Here is another way to wind down pace, this time while heightening suspense: Employ a sudden, graphic detail that symbolizes the tension in the air. Pick one that demonstrates the fear, the power, the risk. For example, think of a pearl of sweat on an eyelid that does (or doesn’t even) blink, or of a reflection in the blade of a knife. It can be as simple as describing the shiny, hard, red round of a boxing glove.

This is a very cinematic technique, and what you are writing is essentially a close-up. You are zooming in, freezing time for a second and concentrating on the thought or feeling the detail evokes in us. If you use this trick very sparsely, it can be extremely effective. Simultaneously, you are delaying what will happen and therefore heightening the tension.

5. Use action words

Certain types of words are more powerful and dynamic than others and will create a more intense “action-experience.”

Think about it: It’s pretty obvious that verbs of movement are more dynamic. Push, shove, run, grab, duck, blow, scratch, kick, paddle suggest a lot more action than stand, sit, think, look, be, wait. So when you want to speed up your scene, use as many words of active movement as possible. Use static verbs when you want to slow down.

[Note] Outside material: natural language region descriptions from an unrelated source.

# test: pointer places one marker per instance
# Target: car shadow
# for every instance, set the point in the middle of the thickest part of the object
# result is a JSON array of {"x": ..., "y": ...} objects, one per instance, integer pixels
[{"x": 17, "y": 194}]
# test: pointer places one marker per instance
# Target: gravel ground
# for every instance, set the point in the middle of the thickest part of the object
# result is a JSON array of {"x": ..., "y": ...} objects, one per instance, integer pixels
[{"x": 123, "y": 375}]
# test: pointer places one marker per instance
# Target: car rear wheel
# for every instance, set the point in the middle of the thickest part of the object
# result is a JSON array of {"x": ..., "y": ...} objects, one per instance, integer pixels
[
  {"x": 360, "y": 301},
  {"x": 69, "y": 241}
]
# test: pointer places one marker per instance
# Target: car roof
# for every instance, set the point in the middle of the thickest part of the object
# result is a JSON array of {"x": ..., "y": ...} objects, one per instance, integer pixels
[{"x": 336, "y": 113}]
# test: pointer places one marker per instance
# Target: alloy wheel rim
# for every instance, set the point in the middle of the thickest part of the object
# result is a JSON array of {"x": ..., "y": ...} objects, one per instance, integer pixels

When it comes to nouns, things you can touch are very effective. Any palpable word suggests way more action than an abstract, theoretical one. After all, which phrase lets you feel the action more, “Vincent was afraid of the huge threat to his life” or “Vincent was afraid the giant bumper would squash his head like a pea”?

So there you have some essential tricks to make your story more action-packed than a Schwarzenegger movie crossed with a Bruce Willis flick.

But how about you? Do you have any additional action tricks? Let us know in the comments about your secret tricks to take your reader’s breath away!


  1. Thanks for this post. GOing to keep it open as I write an action scene today!

  2. I agree, when you want to speed up the action, you use shorter words - and shorter sentences. It can read a bit strange to the writer, because we have to hammer it out, but the reader flies through it.

    Most new writers make the action this then this then this -- and the sentence runs on forever. The longer sentences, even if broken up with comas, can make more for the mind to digest - slowing down your reader when you want the speeding up. Even in those examples above, the length of the sentences is still relatively short.

  3. Yes, a shorter period of reading time means a shorter period of "experience time."

  4. Excellent post. I will be posting the link to my blog. Thanks!

  5. Excellent post. I'll share the link on Facebook for my writer friends.

    1. That's great, Mary! Please share away.